We have also tried alternative parametrizations of Refs. [35,36,37,38].

In Fig. 7 we compare our results to the available data on diffractive \(J/\psi \) photoproduction. A good agreement is obtained in the energy range of \(W=\) 30–200   \(\mathrm {GeV}\), in which data predominantly originate from HERA. We will see that it is this range of energy which is most important for the calculations in UPCs.

Fig. 6

A Feynman diagram for the \(\gamma ^* p \rightarrow Vp\) process. The photon splits into a \(q {\bar{q}}\) color dipole of size \({{\varvec{r}}}\). The interaction is described by the (unintegrated) gluon density of the proton

Fig. 7

Total cross section for the exclusive photoproduction \(\gamma p \rightarrow J/\psi p\) as a function of \(\gamma p\)-cms energy W. The results for three different dipole cross-sections are shown. See Ref. [19] for more details on the data points

Coherent and incoherent diffractive photoproduction on the nuclear target

Let us briefly recapitulate the color dipole approach to coherent photoproduction on the nucleus, which is a variant of Glauber-Gribov multiple scattering theory.
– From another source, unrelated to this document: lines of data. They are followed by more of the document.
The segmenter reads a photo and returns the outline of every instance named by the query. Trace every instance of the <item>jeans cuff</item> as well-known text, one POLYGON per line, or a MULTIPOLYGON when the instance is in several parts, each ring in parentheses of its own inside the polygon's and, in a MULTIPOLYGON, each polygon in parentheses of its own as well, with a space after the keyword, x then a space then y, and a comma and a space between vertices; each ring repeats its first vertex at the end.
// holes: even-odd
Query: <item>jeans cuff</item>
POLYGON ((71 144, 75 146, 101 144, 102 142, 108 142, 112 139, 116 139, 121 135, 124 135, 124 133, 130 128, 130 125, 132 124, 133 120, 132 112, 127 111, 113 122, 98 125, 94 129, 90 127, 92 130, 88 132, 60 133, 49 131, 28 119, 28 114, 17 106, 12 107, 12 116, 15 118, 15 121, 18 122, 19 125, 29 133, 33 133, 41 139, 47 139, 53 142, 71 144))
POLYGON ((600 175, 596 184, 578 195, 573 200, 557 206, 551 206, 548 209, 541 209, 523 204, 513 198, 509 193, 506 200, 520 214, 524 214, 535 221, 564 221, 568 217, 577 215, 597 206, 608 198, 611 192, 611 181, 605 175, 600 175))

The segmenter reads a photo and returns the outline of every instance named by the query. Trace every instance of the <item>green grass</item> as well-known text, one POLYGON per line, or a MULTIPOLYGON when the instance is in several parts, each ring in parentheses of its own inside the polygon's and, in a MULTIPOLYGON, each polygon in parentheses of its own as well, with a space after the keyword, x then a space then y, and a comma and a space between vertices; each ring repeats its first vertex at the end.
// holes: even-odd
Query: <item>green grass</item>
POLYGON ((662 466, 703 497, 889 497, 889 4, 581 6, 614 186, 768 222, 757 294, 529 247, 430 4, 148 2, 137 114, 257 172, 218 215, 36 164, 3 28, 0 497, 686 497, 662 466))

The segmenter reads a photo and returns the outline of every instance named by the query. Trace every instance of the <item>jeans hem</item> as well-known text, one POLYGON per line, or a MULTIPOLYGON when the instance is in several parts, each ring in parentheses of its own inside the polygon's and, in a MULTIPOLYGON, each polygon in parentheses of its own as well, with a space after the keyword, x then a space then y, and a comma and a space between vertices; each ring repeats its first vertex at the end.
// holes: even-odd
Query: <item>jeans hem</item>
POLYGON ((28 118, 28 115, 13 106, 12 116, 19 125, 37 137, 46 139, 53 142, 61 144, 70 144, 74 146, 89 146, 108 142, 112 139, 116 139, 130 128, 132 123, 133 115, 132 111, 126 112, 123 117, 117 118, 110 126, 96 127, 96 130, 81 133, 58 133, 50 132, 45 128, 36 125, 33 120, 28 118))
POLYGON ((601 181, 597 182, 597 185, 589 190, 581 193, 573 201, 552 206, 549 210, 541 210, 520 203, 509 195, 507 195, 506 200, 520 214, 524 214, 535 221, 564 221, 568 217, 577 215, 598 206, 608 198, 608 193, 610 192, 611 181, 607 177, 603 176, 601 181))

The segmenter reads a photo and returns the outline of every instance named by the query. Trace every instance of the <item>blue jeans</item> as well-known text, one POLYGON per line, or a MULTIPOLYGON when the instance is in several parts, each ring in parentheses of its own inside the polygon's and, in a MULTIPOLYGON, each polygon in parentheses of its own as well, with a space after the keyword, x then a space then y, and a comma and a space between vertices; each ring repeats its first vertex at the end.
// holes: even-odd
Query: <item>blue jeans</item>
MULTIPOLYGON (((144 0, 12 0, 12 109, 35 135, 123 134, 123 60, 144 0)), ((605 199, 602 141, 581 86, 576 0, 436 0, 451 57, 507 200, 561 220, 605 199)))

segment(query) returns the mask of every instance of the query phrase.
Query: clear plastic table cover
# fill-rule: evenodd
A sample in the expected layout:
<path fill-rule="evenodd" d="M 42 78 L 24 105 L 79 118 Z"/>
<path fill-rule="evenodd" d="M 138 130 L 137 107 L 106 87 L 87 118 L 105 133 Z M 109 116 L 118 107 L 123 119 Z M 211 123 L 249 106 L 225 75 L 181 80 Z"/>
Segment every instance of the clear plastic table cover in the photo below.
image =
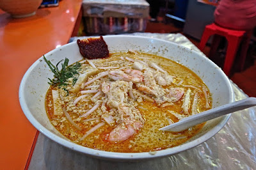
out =
<path fill-rule="evenodd" d="M 133 33 L 199 49 L 181 34 Z M 71 41 L 85 37 L 75 37 Z M 236 100 L 248 97 L 232 82 Z M 40 134 L 29 169 L 255 169 L 256 107 L 232 114 L 214 136 L 194 148 L 170 157 L 136 162 L 92 158 L 74 151 Z"/>

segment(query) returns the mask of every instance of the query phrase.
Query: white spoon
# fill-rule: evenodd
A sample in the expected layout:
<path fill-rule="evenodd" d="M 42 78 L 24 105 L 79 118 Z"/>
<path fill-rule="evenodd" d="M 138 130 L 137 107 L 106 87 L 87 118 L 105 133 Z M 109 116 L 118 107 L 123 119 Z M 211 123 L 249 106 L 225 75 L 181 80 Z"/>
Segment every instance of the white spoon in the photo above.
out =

It sums up multiple scatterings of a color-dipole within the nucleus, see a typical diagram in Fig. 5.

A general amplitude, at finite momentum transfer, for the process \(\gamma A_i \rightarrow V A_f\) can be written as

$$\begin{aligned}&{\mathcal {A}}(\gamma ^* A_i \rightarrow VA^*_f;W,\varDelta ) = 2 i \, \int d^2{{\varvec{B}}}\exp [-i{\varvec{\varDelta }}{{\varvec{B}}}] \nonumber \\&\qquad \times \langle {V} | \langle {A^*_f} | {\hat{\varGamma }}({{\varvec{b}}}_+, {{\varvec{b}}}_- ) | {A_i} \rangle | {\gamma } \rangle \nonumber \\&\quad = 2 i \, \int d^2{{\varvec{B}}}\exp [-i{\varvec{\varDelta }}{{\varvec{B}}}] \nonumber \\&\qquad \times \int _0^1 dz \int d^2{{\varvec{r}}}\psi _V^*(z,{{\varvec{r}}}) \psi _\gamma (z,{{\varvec{r}}}) \nonumber \\&\qquad \times \langle {A^*_f} | {\hat{\varGamma }} ({{\varvec{B}}}-(1-z){{\varvec{r}}}, {{\varvec{B}}}+ z {{\varvec{r}}}) | {A_i} \rangle . \end{aligned}$$

We introduced the notation:

$$\begin{aligned} {{\varvec{r}}}= & {} {{\varvec{b}}}_+ - {{\varvec{b}}}_-, \, \, {{\varvec{b}}}= ({{\varvec{b}}}_+ + {{\varvec{b}}}_- )/2 \, , \nonumber \\ {{\varvec{B}}}= & {} z {{\varvec{b}}}_+ + (1-z) {{\varvec{b}}}_- = {{\varvec{b}}}- (1-2z) {{{\varvec{r}}}\over 2} \end{aligned}$$

The main task is now the evaluation of the nuclear averages of the dipole scattering amplitude (or profile function in the standard terminology of Glauber-theory).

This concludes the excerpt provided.